In particular, as shown in FIG. 1, a container 100 is prepared. It is desirable that the container 100 comprises a flange 102 at the upper end thereof. The bottom surface of the container 100 is formed of a cellulose film 104. It is desirable that the cellulose film 104 is supported by a substrate (not shown in FIG. 1). This will be described later.


As shown in FIG. 3, a test sample 200 is supplied to the inside of this container 100. In this way, the test sample 200 is put on a front surface 104a of the cellulose film 104. When the test sample 200 contains a phytopathogenic fungus 202, the phytopathogenic fungus 202 is put on the front surface 104a of the cellulose film 104, as shown in FIG. 4.


The test sample 200 is solid, liquid, or gaseous. It is desirable that the test sample 200 is solid or liquid. An example of the solid test sample 200 is soil or a crushed plant. Another example is an agricultural material such as vermiculite, rock wool or urethane. An example of the liquid test sample 200 is agricultural water, a solution used for hydroponic culture, a liquid used for washing a plant, a liquid extracted from a plant, a liquid used for washing an agricultural material, or a liquid used for washing clothing or shoes of a worker.


(Step (b))


In the step (b), the test sample 200 is left at rest for a certain incubation time after the step (a). As one example, the incubation time is 24 hours.


As shown in FIG. 2, the cellulose film 104 may comprise a substrate 170 comprising a through hole 172 on at least one of the front surface 104a and a back surface 104b thereof. In FIG. 2, the cellulose film 104 comprises the substrate 170 on the front surface thereof. In other words, in FIG. 2, the substrate 170 comprises the cellulose film 104 on a back surface 170b thereof. It is desirable that the through hole 172 has a diameter of more than 5 micrometers. More desirably, the through hole 172 has a diameter of not less than 8 micrometers. In case where the through hole 172 has a diameter of not more than 5 micrometers, the non-phytopathogenic fungus seldom reaches the inside of the through hole 172. As a result, the non-phytopathogenic fungus fails to be brought into contact with the front surface of the cellulose film 104. For more detail, see United States Patent Application Publications No. 2016/0355863 and No. 2016/0355864, both of which are incorporated herein by reference.
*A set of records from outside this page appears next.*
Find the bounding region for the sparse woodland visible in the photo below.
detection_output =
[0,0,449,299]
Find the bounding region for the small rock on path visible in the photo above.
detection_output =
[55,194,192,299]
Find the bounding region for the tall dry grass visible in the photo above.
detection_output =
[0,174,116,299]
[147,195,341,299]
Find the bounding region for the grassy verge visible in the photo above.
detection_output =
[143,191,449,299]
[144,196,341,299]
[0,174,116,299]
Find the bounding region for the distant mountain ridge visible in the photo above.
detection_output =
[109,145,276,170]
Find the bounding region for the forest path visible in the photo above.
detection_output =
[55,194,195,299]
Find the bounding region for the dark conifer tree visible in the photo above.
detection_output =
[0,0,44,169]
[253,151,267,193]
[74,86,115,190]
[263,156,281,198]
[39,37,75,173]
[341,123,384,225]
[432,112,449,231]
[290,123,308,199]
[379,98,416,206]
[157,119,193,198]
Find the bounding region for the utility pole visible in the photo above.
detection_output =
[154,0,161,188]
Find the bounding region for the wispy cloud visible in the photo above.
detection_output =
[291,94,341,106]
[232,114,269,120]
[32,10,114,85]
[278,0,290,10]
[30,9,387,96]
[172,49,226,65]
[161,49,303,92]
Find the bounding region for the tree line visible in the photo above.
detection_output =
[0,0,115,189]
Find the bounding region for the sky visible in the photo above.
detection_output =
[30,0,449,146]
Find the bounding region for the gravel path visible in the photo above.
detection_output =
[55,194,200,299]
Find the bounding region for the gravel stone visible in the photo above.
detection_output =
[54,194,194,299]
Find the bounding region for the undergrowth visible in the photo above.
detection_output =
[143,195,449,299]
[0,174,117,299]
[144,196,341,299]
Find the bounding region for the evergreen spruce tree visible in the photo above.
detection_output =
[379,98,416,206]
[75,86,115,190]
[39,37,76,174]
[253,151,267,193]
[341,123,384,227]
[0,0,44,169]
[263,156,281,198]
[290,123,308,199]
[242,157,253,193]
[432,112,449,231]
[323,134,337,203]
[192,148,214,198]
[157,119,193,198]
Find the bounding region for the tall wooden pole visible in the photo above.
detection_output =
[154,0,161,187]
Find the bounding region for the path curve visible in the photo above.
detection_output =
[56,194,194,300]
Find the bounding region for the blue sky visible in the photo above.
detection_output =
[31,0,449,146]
Needless to say, as long as the cellulose film 104 is stretched taut, the substrate 170 is not required. In other words, if it is difficult to stretch the cellulose film 104 taut, the substrate 170 for supporting the cellulose film 104 is used.


A reference number 170a indicates the front surface of the substrate 170. As shown in FIG. 2, it is desirable that the substrate 170 has a plurality of through holes 172. The thickness of the substrate 170 is not limited; however, as one example, it is desirable that the substrate 170 has a thickness of not less than 1 micrometer and not more than 500 micrometers. The cellulose film 104 is significantly thin. However, if the cellulose film 104 is arranged on the substrate 170, it is easy to handle the cellulose film 104. As shown in FIG. 2, note that the cellulose film 104 has no through hole.


In the present embodiment, a culture medium is supplied to the test sample 200. As disclosed in Roberto Luis De Rossi et. al., the culture medium is a lactose casein hydrolysate agar medium containing carbendazim, captan, streptomycin sulfate; and neomycin sulfate. By using the culture medium, only an Exserohilum phytopathogenic fungus penetrates the cellulose film 104 to selectively appear on the back surface of the cellulose film 104 in the step (d). In other words, phytopathogenic fungi other than an Exserohilum phytopathogenic fungus do not appear on the back surface of the cellulose film 104 in the step (d).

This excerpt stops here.